Kit Juckes, a strategist at Societe Generale, said that taken together, the Fed announcements were "incredible."

Demand for dollars appears to be "largely sated in the sterling and euro markets, though not yet in yen," he said.

The three-month euro-dollar swap spread <EURCBS3M=ICAP>, a measure of the premium European borrowers are willing to pay for access to dollars, fell to 8 basis points from 14.5 bps on Monday, before the Fed's announcement.

The spread had risen as high as 86 bps last week, but measures including unprecedented joint action to ensure a plentiful supply of dollars for central banks has eased the rush for the U.S. currency.

Swap spreads in other currencies, such as sterling <GBPCBS3M=ICAP>, tightened, although the dollar-yen spread <JPYCBS3M=ICAP> remained relatively wide, with Japanese investors still prepared to pay a sizeable premium for access to dollars.

W. Brad Bechtel, global head of forex at Jefferies in New York, said the financial system still has segments with high dollar demand but not enough supply.

"The Fed has done a ton and there is almost an unlimited amount of U.S. dollars available so hopefully this is just a plumbing thing, and we are going to see that basis narrow once we get through quarter end," Bechtel said.
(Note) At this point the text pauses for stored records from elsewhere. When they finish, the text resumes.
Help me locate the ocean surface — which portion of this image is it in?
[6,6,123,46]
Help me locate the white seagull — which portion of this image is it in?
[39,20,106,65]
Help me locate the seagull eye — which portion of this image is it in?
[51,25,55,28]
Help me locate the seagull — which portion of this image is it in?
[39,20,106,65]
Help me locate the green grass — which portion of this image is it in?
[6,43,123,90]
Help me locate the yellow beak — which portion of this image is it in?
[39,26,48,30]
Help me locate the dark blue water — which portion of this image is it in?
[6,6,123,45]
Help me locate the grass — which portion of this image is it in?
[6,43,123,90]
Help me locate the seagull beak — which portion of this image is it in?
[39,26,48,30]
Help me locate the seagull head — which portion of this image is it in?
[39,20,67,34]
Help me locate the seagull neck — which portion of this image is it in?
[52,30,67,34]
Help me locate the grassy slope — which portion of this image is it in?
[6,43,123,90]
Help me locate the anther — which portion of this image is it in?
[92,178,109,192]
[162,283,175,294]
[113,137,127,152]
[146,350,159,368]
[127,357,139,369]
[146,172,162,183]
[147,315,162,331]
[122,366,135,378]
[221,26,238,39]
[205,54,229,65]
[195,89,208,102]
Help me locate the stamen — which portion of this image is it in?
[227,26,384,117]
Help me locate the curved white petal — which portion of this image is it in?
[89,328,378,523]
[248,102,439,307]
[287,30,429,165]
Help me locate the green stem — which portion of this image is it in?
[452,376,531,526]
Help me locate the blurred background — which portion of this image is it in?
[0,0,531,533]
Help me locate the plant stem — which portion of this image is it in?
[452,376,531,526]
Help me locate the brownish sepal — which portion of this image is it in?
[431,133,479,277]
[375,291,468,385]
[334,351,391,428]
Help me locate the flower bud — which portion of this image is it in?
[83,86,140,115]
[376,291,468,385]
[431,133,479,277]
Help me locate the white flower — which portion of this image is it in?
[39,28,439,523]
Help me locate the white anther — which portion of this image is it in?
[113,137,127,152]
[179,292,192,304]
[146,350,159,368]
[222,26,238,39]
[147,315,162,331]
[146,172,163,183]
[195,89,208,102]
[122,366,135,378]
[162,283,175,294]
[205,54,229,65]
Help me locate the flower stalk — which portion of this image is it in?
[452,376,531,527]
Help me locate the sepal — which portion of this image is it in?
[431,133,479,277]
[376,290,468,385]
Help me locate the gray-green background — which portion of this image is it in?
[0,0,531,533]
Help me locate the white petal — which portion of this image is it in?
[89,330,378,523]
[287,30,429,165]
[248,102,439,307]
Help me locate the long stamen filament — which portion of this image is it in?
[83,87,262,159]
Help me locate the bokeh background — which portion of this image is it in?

One major indicator of stress in the U.S. banking system, the FRA-OIS spread <USDF-O0X12=R>, which measures the risks banks attach to lending to each other, has compressed to about 40 basis points, below last week's levels of more than 50 basis points.

Investment grade credit also benefited from the Fed's intervention on Monday, with large exchange-traded funds tracking that market's rebound <LQD.P>. The spread of U.S. investment grade credit over safer Treasuries rose on Monday to its highest since May 2009, according to the ICE/BoFA index for that market <.MERC0A0>.

The average yield on the index, however, fell modestly from a decade-high hit on Friday, and Monday's increase in spreads was primarily due to a fall in Treasury yields.

The dollar, measured against a basket of currencies, fell 0.5% <=USD>. The euro <EUR=EBS> gained 0.8% to $1.0812, up from three-year lows of $1.0636 at the start of the week.

Emerging market currencies that have hit record lows versus the dollar also rebounded.